Any technology that enables a fast and convenient buying experience will for her soon become the norm. This can range from multiple digital payment methods to providing a wider offering of shipping options right to the door steps. She also believes that that AR and VR will reach a level where they will eventually become a great help to customers in making better decisions regarding sizing and styles. “So far, they have mainly been used in a social media environment, but I think very soon, they will become more deeply embedded into the shopping experience of every retailer.”
Thom said that Zalora will be testing AR and VR in all markets it is operating in, but might restrict it to a collaboration with a fashion brand partner of its choice. “We are definitely crafting some plans to do test runs soon.
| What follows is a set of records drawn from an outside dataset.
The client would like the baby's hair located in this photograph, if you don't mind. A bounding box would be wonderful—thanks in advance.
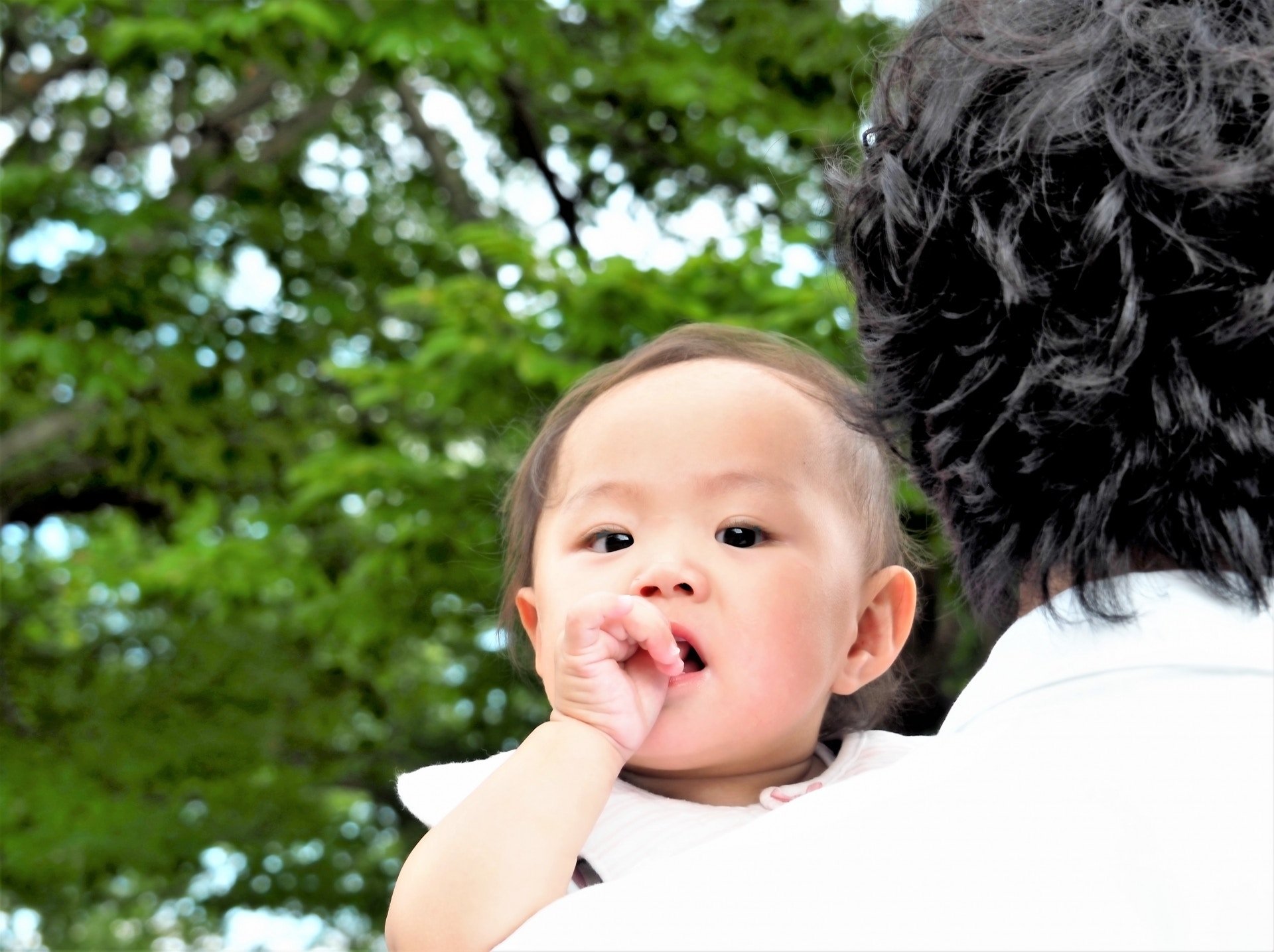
[500,324,908,738]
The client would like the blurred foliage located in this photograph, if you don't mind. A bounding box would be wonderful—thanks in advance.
[0,0,983,948]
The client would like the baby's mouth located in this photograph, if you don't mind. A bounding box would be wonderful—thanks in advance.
[677,638,707,674]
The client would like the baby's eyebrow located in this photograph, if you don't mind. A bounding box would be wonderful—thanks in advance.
[562,479,641,508]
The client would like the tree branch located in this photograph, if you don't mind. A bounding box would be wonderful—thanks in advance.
[4,48,98,116]
[396,76,480,222]
[0,405,97,473]
[500,72,580,247]
[208,72,372,195]
[0,484,171,525]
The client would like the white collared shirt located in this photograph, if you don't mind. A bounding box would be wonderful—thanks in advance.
[397,730,932,882]
[500,573,1274,949]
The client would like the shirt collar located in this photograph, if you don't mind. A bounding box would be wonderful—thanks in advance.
[939,571,1274,734]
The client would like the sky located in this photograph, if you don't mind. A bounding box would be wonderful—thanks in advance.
[10,0,928,952]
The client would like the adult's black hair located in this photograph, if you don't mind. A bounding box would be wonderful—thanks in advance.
[831,0,1274,635]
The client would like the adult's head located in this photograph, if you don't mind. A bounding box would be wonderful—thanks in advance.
[832,0,1274,623]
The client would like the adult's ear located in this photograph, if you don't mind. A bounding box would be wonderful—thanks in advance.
[515,585,544,681]
[832,566,916,695]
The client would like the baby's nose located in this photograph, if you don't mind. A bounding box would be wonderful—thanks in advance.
[629,563,707,598]
[637,582,694,598]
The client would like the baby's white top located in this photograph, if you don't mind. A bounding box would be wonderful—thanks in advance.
[397,730,932,882]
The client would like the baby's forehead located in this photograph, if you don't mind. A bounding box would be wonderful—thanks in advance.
[550,358,850,505]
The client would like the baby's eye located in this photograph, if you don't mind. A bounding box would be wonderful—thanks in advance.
[589,530,633,552]
[716,525,766,549]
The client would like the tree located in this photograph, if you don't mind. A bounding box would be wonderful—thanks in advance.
[0,0,982,948]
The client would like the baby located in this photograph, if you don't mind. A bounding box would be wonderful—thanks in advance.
[385,325,922,952]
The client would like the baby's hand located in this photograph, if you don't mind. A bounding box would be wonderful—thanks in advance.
[549,591,681,761]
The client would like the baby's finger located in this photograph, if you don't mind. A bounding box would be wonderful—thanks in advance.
[563,591,634,653]
[602,596,683,677]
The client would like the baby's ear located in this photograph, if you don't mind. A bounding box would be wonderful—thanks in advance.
[832,566,916,695]
[515,585,544,678]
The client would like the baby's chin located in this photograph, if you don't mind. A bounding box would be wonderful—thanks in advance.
[624,711,726,776]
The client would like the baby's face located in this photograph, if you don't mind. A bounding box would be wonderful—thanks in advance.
[524,360,864,775]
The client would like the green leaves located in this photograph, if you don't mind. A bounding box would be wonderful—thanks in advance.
[0,0,981,948]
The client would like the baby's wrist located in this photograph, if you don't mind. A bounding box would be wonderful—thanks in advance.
[535,710,633,776]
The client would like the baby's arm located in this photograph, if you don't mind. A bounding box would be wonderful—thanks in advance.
[385,594,680,952]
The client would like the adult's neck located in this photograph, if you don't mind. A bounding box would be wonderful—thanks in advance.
[619,754,825,807]
[1018,553,1181,618]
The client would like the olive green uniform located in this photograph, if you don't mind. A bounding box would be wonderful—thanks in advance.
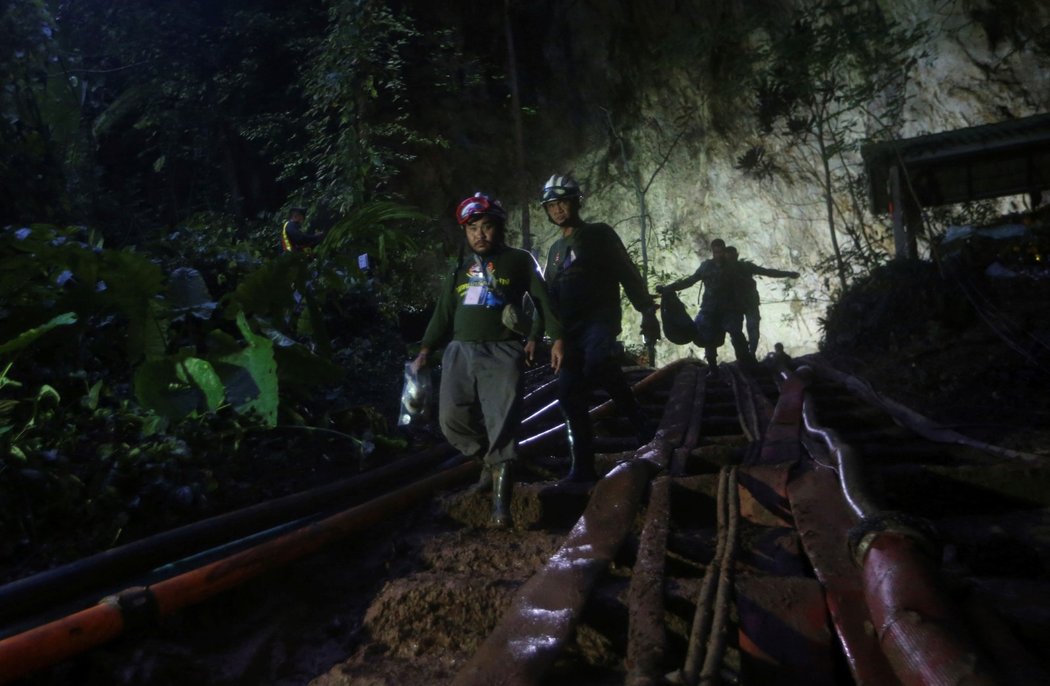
[422,247,562,464]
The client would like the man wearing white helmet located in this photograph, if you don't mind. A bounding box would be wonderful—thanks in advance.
[413,193,563,527]
[541,174,659,481]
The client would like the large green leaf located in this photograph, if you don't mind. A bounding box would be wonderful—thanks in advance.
[133,358,204,421]
[179,357,226,412]
[317,201,428,261]
[215,312,279,427]
[0,312,77,354]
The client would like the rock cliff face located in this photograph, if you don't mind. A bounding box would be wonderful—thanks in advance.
[472,0,1050,361]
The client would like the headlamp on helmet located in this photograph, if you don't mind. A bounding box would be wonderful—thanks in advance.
[540,174,584,205]
[456,192,507,226]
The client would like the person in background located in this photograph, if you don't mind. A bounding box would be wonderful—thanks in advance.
[726,246,799,358]
[541,174,659,481]
[412,193,563,527]
[656,238,754,377]
[280,207,324,252]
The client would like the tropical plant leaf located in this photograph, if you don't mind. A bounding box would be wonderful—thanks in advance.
[179,357,226,412]
[133,358,204,421]
[317,201,428,261]
[168,267,217,319]
[0,312,77,354]
[215,312,279,427]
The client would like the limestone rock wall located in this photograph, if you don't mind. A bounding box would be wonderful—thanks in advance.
[501,0,1050,361]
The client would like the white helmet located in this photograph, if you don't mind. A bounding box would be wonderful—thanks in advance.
[540,174,584,205]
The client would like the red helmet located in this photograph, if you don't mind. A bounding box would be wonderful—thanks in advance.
[456,193,507,224]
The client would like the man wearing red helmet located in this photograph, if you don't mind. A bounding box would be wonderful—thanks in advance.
[541,174,659,481]
[413,193,563,526]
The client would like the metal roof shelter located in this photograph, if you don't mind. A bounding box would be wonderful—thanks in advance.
[861,113,1050,256]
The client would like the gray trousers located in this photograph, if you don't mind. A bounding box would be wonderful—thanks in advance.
[438,340,524,464]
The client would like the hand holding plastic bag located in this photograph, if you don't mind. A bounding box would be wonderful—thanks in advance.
[397,362,433,427]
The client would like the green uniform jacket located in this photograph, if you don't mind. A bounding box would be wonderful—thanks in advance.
[729,259,798,312]
[545,224,656,333]
[423,246,562,350]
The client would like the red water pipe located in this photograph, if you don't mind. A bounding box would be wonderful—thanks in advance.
[0,461,480,684]
[860,529,1001,686]
[796,367,1000,686]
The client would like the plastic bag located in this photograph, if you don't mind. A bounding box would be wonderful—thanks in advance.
[397,362,433,427]
[693,312,726,348]
[659,290,696,346]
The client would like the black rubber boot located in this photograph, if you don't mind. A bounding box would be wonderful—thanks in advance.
[466,462,492,494]
[706,350,718,378]
[486,462,513,528]
[562,411,597,483]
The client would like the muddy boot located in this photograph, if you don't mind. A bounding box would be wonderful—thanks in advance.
[466,460,492,495]
[562,412,597,483]
[485,462,513,528]
[708,355,718,379]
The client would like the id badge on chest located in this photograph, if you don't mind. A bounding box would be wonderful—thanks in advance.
[463,286,488,305]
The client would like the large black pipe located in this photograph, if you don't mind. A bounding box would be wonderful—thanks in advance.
[0,444,456,623]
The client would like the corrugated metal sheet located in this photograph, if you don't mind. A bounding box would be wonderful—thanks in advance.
[861,115,1050,213]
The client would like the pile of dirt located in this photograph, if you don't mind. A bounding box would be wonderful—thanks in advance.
[820,261,1050,454]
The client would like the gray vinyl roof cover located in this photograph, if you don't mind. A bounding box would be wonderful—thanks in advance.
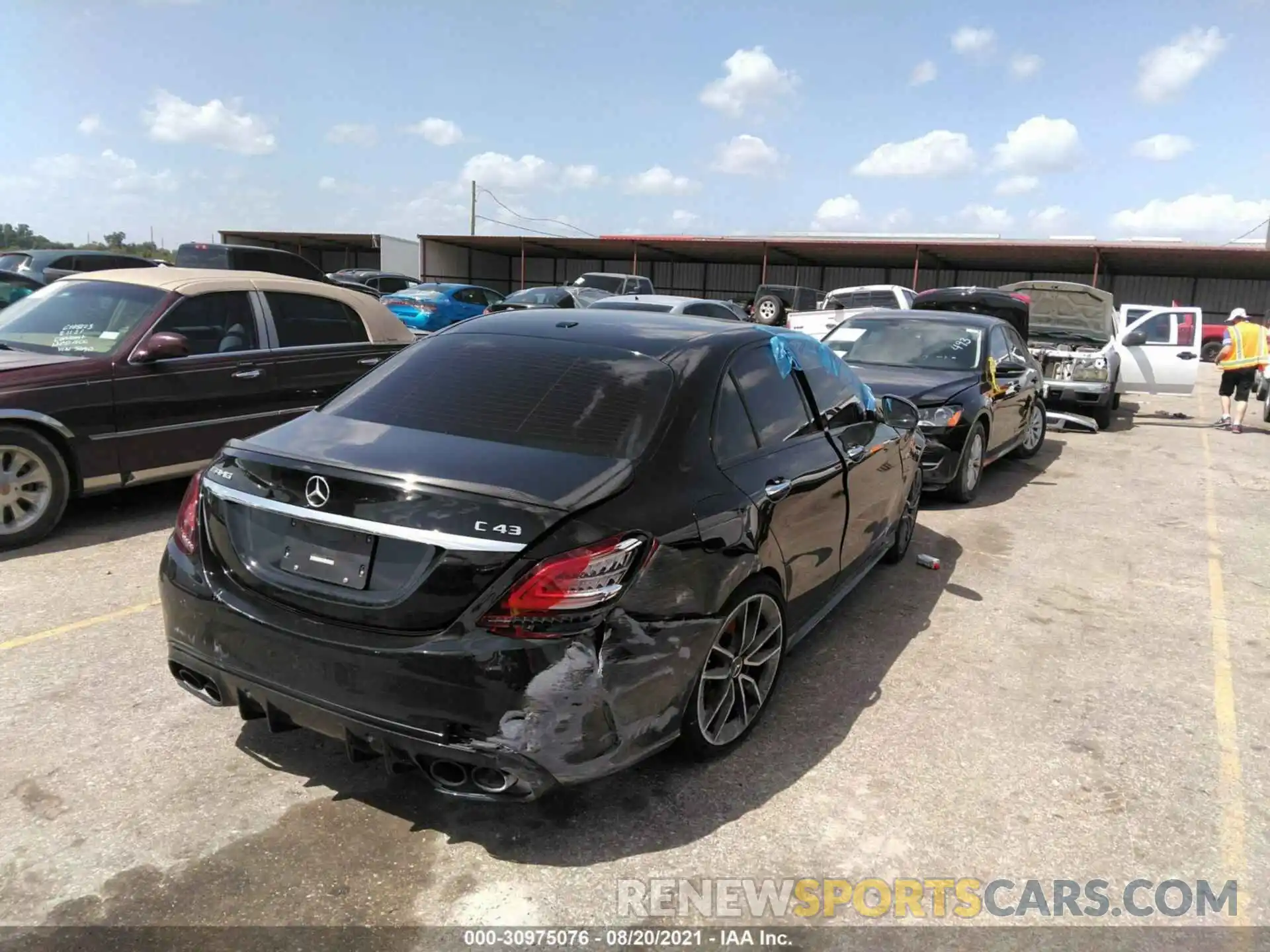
[1001,280,1115,340]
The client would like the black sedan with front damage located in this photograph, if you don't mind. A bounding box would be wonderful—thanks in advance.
[824,309,1045,502]
[160,309,923,800]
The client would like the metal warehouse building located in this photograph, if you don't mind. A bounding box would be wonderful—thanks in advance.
[419,235,1270,316]
[221,231,1270,316]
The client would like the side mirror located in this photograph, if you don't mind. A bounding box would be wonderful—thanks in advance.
[878,396,921,433]
[132,331,189,363]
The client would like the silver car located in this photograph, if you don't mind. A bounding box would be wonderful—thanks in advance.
[591,294,751,321]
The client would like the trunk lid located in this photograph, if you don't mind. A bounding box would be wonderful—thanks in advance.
[204,413,631,632]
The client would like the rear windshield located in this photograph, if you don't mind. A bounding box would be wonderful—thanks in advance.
[177,245,230,268]
[574,274,626,294]
[321,334,675,459]
[0,280,167,354]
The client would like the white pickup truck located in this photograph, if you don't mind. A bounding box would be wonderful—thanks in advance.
[1001,280,1204,429]
[785,284,917,340]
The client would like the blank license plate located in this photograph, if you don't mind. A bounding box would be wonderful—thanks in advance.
[282,526,374,589]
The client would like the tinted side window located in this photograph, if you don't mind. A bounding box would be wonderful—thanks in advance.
[732,346,810,447]
[151,291,259,357]
[264,291,370,346]
[710,373,758,463]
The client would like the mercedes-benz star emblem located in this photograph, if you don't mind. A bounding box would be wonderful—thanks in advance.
[305,476,330,509]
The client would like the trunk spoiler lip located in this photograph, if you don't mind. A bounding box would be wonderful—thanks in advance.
[221,439,569,513]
Whether we will launch it on our platform or whether we will do a one-off at an event to test the waters is still to be decided.”
Thom’s team is spread across several markets in the region, with the majority being based in Singapore, Kuala Lumpur, and Ho Chi Minh. Even before COVID-19, they were already using digital collaborative tools and communication software, such as video calls, digital whiteboards, and chat groups in their day-to-day work. “As such, it was fairly easy for my team to transition to remote working even amidst the pandemic,” she added.
However, Thom said that everyone in her team is missing the in-person socializing and team bonding activities. The long-term impact of the pandemic still remains to be seen, but it has pushed her team to experiment more with other formats of engagement. “For example, a few weeks back, my colleagues and I celebrated our 1-year anniversary. We had a Zoom party and put together a video to showcase our successes and achievements over this past year. It was a wonderful way to reflect and celebrate together, and it definitely brought out a new wave of creativity in some of my team members.”
This article is part of “Profiles in Tech,” a series by KrASIA that highlights the achievements of people who are the driving force behind South and Southeast Asia’s tech startups.